Let the end be legitimate, let it be within the scope of the constitution, and all means which are appropriate, which are plainly adapted to that end, which are not prohibited, but consist with the letter and spirit of the constitution, are constitutional.

The closest current Supreme Court justice that Jeffersonian “strict constructionists” might conceivably claim as an heir, Clarence Thomas, expressly endorsed Marshall’s ruling in his Sabri v. United States (2004) concurrence, opining that Marshall “carefully and effectively refuted” the Jeffersonians’ preferred strict “absolute necessity” construction.

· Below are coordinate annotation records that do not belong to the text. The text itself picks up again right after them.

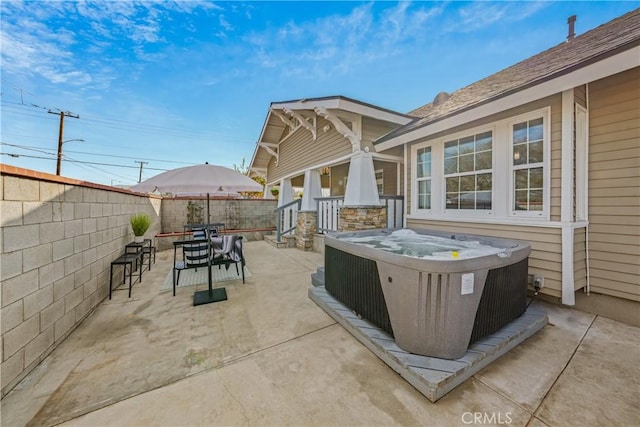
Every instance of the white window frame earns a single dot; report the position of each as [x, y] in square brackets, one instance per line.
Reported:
[503, 185]
[414, 182]
[543, 214]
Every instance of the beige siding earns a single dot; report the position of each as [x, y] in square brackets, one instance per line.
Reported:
[300, 151]
[580, 95]
[614, 185]
[338, 179]
[546, 245]
[373, 129]
[390, 176]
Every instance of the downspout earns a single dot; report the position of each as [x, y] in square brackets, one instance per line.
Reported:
[566, 204]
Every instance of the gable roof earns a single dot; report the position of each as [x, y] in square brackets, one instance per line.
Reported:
[274, 127]
[595, 45]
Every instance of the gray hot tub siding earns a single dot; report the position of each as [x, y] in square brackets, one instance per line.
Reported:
[354, 273]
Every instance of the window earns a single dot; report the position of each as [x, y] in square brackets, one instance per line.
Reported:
[528, 165]
[380, 181]
[468, 169]
[423, 173]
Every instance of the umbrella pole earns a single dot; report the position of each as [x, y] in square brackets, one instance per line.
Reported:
[209, 296]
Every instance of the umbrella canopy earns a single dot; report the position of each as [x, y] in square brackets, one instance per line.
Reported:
[199, 179]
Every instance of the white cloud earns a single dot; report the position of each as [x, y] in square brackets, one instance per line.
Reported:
[338, 43]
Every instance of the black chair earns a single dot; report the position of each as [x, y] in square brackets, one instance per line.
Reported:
[227, 250]
[195, 254]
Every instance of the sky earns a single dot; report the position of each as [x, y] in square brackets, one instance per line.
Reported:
[167, 84]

The great Justice Joseph Story, a staunch nationalist and adamant proponent of public morality—and thus another de facto common good originalist—is nowhere to be found in Grove’s essay. Ditto Abraham Lincoln, the greatest nationalist statesman in American history and the republic’s most prominent advocate of a substantive, natural justice-oriented statesmanship—especially when contrasted with the proposed alternative of bare-bones proceduralist positivism, as advanced by Lincoln’s rival Stephen Douglas. These post-Constitutional Convention omissions from Grove’s historical narrative are telling.

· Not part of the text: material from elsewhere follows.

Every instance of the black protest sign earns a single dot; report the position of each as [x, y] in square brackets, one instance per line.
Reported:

Finally, and I don’t begrudge Grove here because I’ve been less than clear on this in past essays, it is not necessarily my contention that the Preamble was understood at the time of the Convention to be an authoritative guide or lens through which to interpret the constitutional text. Rather, my claim is that the Preamble—as is often the nature of preambular language in other written contexts, such as statutes and contracts—articulated a broader purposive orientation of the American constitutional order and republic toward principles of natural justice and the commonweal, especially when those principles are weighted against extremist (even caricaturable) claims of “liberty”- or autonomy-maximizing positivist legal construction.

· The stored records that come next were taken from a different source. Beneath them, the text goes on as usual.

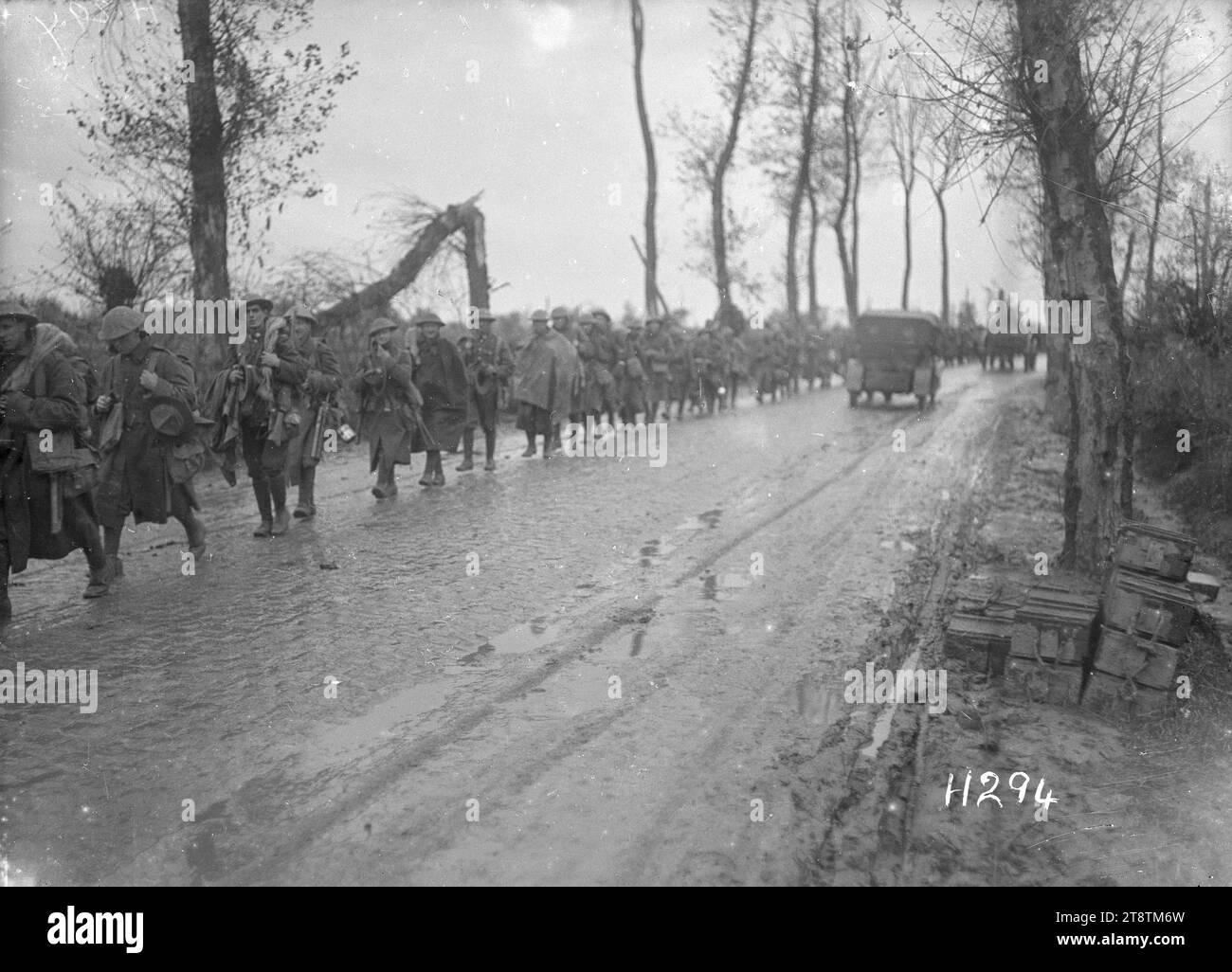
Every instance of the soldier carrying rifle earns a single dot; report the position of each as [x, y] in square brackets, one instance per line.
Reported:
[317, 408]
[389, 405]
[263, 380]
[488, 364]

That broader regime orientation was naturally, perhaps even implicitly, channeled and implemented by many of the republic’s most iconic statesmen. Again, a quintessential political example would be Lincoln’s repeated emphasis on the imperative to side with natural justice and human flourishing for antebellum blacks, which contrasted with Douglas’s hollow proceduralist pleas for “popular sovereignty” in the Western territories that redounded to the property “liberty” of slaveholders. We can easily see how the exact same principle applies, this time in a juridical context, in the recent Fourteenth Amendment abortion debate between John Finnis and Whelan. The upshot is that moral truth cannot possibly be severed from constitutional conservatism, and the strongest forms of purist textualism—such as what it seems Grove advocates—fundamentally fail to grasp that.

In sum, Grove has written a thoughtful and sophisticated critique of common good originalism—certainly the most thoughtful and sophisticated critique thus far. But in focusing so much on Convention-era historicism and ignoring the broader substantive context of the American constitutional order, Grove’s tactical choices of inclusion and elision in his essay serve as an ironic microcosm for the methodological maladies of positivist/historicist originalism itself.